Of course all this high-brow humour was lost on me as a child. I would literally click around until the screen changed and consider that a success. I actually got pretty far through trial-and-error, attempting to use each action and item on each interactable thing until something happened. Today i tried to use my cucumber on a locked door. This diligent trial-and-error method would develop into a core gaming skill - particularly well-demonstrated in the Monkey Island series, where puzzles are often so quirky and obscure that you'd have no other way of solving them.
I do remember coming back to it a bit later and was able to more fully explore the game, though much of the comedy continued to go way over my head. Very similar to my love of The Simpsons as a child. I would even call Secret of Monkey Island, The Simpsons of PC Gaming.
- Each is one of the earliest examples in its medium (cartoons and PC games) to demonstrate entertainment value to adults over children.
- Intelligent writing - taxes humor, breaking the fourth wall, the hilarity of harsh realities - the strength of Simpsons & Monkey Island's humor lies in the overlap between wisdom and absurdity.
- Both are supported by a large cast of likable characters.
- Both are led by stupid, mostly useless, yet still lovable, protagonists
- Both have stuck with me as a sort of concrete for the foundation of my humor today.
I've come back time and again to both these series as my brain has 'matured,' and while each series has strained a bit under the weight of forced continuation, I have deeply enjoyed coming back to these familiar stories and unraveling the deeper stuff going on under the surface.

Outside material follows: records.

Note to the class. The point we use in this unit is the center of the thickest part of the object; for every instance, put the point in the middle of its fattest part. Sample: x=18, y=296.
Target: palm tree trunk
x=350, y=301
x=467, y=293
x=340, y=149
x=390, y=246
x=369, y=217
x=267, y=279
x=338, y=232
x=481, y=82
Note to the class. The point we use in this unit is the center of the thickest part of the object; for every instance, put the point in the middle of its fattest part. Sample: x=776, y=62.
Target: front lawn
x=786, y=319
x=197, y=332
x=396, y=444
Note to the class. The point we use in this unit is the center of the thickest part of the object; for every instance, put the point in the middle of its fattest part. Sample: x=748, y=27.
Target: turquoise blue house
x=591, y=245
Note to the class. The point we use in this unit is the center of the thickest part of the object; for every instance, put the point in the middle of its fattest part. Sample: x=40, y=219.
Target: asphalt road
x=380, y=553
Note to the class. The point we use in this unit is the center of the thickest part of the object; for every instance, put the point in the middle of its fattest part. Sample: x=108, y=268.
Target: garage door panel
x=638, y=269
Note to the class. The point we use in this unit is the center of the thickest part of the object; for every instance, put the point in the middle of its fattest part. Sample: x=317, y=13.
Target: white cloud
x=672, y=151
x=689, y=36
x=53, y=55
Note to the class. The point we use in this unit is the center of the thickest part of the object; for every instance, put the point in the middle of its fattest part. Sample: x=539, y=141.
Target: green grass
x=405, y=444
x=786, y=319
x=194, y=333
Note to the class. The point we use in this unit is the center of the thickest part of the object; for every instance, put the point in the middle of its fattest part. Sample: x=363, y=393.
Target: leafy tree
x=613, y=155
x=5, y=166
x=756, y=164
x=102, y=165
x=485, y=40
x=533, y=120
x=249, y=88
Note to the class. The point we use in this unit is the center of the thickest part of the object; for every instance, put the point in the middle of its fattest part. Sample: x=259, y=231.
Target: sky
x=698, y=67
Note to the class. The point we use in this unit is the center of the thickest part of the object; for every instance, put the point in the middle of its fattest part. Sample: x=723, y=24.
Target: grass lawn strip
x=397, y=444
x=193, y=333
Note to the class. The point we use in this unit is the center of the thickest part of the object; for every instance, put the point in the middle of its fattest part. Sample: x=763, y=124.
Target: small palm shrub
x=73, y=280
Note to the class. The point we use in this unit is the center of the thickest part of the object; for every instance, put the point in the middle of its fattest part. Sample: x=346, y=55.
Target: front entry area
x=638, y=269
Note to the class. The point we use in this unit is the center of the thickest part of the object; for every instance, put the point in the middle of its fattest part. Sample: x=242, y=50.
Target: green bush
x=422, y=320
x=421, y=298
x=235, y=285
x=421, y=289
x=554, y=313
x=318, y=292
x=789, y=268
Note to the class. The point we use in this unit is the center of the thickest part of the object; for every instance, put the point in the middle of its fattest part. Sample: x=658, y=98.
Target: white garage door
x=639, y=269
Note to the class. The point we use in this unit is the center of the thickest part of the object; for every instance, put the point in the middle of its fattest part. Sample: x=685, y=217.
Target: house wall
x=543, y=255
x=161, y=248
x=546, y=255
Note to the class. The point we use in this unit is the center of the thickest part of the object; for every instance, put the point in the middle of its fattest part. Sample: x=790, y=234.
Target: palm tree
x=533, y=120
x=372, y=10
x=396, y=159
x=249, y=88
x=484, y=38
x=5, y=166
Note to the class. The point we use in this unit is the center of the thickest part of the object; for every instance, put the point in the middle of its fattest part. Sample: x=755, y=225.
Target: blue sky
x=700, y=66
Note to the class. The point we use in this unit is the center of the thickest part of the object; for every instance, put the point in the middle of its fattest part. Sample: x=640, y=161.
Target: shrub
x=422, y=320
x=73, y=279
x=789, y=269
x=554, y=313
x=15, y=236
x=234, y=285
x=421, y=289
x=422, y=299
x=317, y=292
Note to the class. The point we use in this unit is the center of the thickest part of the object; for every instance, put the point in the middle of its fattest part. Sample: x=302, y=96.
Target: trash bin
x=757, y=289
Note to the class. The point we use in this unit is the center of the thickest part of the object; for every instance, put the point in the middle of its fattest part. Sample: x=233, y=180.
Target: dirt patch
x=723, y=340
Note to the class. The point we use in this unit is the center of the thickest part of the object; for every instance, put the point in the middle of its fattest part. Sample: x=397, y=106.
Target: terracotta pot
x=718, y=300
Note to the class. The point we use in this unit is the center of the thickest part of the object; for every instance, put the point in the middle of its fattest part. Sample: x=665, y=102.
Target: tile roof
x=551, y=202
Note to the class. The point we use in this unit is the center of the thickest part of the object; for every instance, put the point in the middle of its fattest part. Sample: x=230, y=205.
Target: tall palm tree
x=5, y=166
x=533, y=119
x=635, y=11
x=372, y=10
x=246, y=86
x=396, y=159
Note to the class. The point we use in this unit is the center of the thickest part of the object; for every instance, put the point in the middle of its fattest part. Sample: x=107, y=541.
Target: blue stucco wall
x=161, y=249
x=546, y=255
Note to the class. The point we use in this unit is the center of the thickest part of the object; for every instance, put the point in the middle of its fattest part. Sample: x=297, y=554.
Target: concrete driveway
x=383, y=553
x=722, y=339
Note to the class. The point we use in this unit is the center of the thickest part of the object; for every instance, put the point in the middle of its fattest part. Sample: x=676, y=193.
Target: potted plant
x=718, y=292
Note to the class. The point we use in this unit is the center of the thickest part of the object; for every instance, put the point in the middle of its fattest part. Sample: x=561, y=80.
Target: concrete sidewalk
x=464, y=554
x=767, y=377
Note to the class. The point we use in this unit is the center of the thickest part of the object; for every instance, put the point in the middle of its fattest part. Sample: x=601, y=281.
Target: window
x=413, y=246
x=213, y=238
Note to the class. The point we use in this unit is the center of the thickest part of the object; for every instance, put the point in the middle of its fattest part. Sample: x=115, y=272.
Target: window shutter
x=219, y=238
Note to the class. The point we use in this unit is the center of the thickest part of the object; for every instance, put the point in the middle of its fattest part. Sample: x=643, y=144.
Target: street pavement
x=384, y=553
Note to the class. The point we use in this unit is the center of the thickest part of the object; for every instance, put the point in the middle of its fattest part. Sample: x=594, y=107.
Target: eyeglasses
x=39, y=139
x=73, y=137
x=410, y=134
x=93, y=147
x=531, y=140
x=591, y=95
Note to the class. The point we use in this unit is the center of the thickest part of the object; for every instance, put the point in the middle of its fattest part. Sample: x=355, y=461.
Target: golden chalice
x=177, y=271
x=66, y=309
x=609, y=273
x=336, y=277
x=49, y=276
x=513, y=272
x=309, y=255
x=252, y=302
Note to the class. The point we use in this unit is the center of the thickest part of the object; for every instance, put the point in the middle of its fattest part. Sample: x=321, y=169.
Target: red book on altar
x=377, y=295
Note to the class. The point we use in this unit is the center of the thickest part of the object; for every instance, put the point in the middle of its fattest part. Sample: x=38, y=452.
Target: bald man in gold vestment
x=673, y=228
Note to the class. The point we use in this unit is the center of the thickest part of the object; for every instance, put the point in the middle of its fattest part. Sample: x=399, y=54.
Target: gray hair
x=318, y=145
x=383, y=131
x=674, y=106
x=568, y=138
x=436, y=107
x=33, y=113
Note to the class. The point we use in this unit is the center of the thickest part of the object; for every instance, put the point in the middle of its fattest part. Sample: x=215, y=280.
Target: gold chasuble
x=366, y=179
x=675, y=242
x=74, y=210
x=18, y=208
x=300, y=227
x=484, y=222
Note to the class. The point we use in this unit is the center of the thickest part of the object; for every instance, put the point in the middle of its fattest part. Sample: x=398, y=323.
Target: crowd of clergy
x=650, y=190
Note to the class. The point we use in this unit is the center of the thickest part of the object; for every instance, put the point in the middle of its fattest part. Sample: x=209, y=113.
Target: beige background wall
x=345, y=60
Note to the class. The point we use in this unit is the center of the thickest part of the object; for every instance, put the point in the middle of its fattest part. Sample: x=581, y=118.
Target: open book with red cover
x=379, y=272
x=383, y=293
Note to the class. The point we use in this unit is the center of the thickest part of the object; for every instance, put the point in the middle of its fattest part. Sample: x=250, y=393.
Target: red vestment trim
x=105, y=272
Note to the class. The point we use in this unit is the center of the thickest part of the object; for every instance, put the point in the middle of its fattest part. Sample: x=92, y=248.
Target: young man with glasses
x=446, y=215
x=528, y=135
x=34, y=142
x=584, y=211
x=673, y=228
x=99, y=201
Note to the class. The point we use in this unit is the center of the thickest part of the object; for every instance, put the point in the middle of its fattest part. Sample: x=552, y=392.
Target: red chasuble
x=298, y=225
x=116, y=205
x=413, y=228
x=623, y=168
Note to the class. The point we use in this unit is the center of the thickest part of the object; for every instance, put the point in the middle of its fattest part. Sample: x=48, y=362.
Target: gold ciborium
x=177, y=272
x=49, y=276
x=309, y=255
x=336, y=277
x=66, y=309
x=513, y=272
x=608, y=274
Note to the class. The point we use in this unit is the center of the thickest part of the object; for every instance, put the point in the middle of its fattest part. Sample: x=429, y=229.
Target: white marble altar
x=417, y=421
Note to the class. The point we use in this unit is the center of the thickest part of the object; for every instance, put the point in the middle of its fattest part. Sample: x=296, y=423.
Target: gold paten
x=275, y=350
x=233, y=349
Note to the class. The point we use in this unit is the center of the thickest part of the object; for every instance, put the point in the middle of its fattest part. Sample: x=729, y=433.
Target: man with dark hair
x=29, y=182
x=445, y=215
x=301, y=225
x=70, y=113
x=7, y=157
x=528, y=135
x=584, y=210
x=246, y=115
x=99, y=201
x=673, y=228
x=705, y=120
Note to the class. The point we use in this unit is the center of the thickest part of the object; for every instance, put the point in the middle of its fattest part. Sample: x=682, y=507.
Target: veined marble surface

But that insult fighting though. I remember re-enacting the first scene with the swashbuckler on the schoolground at recess. Clang, clang, clang "My handkerchief will wipe up your blood!' Clang, clang, clang "So you got that job as a janitor after all?' Just the idea of that is still fantastic and so innovative. I remember taking a trip to mexico and was on the beach one clear night staring out into the water at a small island. I had one of those real life ---> videogame flash backs, you know what im talking about and remembered this image. Still, whenever i think of videogames i only see the word as synonymous with the Monkey island start screen.